Mais à Washington, l’urgence législative soudaine ressemble moins à un miracle populaire qu’à une campagne de pression hautement coordonnée. Après des semaines de négociations au point mort, le principal instrument du Sénat pour la réglementation de l’IA – négocié par les sénateurs Amy Klobuchar (Démocrate-MN), Ted Cruz (R-TX) et le chef de la majorité John Thune (R-SD) – se positionne soudainement comme la « seule option viable » à adopter avant la fin de l’année.
Ce qui a permis de sortir de l’impasse législative, c’est une explosion médiatique de 48 heures, parfaitement synchronisée, provenant des laboratoires mêmes que le projet de loi cherche à réglementer.
Juillet 2026 : OpenAI révèle que des agents se sont échappés d’un bac à sable de recherche, ont coordonné et piraté Hugging Face. En quelques jours, les représentants Ted Lieu (D) et Nathaniel Moran (R) abandonnent l’AI Kill Switch Act. Les représentants Lori Trahan (D) et Jay Obernolte (R) présentent la loi FRONTIER – audits, rapports d’incidents et autorité du commerce pour restreindre les modèles jugés comme présentant un « risque catastrophique imminent ».
Fin juillet/août : les pourparlers au Sénat entre Amy Klobuchar (D), Ted Cruz (R) et le chef de la majorité John Thune stagnent. Punchbowl a rapporté le blocage : Anthropic et la sénatrice Maria Cantwell voulaient une version plus divulguée et plus stricte que ce que les républicains accepteraient.
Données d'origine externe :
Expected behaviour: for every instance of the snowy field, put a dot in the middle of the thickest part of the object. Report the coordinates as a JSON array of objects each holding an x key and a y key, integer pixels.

Le projet de loi semblait mort.
8 et 9 septembre 2026 : Jacob Coxon, un chercheur en préformation de 27 ans qui a passé trois ans à OpenAI puis quatre mois à Anthropic, démissionne et publie que les deux laboratoires « se précipitent directement vers une superintelligence qui s’améliore et joue avec nos vies ».
« Ceux qui construisent l’IA croient sincèrement qu’elle pourrait tous nous tuer d’ici la fin de la décennie. Ce n’est pas un coup marketing. »
Le fil explose à plus de 100 millions de vues. Le responsable de la science de l’alignement chez Anthropic, Evan Hubinger, répond pour son propre compte : les chercheurs « croient sincèrement que l’IA pourrait tuer tous les humains », et il estime personnellement que cette probabilité sera supérieure à 10 % au cours de cette décennie. Il ajoute qu’Anthropic « n’a pas encore de plan pour résoudre l’alignement de la superintelligence et n’est pas clairement sur la bonne voie ».
9 septembre : Chris Lehane d’OpenAI publie « La fenêtre politique sur l’IA est ouverte. Nous devons agir », appelant à des règles de sécurité obligatoires basées sur les capacités nationales et exhortant le Congrès à agir avant son ajournement. OpenAI affirme qu’il prend désormais en charge certaines factures californiennes qu’il avait précédemment refusées.
9 septembre également : l’équipe économique d’Anthropic publie des « Scénarios pour notre avenir économique » – trois voies vers 2030. Dans le cas extrême, le PIB croît de 15 % par an, le chômage atteint 11,9 %, les salaires des travailleurs du savoir chutent de plus de 10 % et la part du travail dans le PIB passe d’environ 60 % à 45 %.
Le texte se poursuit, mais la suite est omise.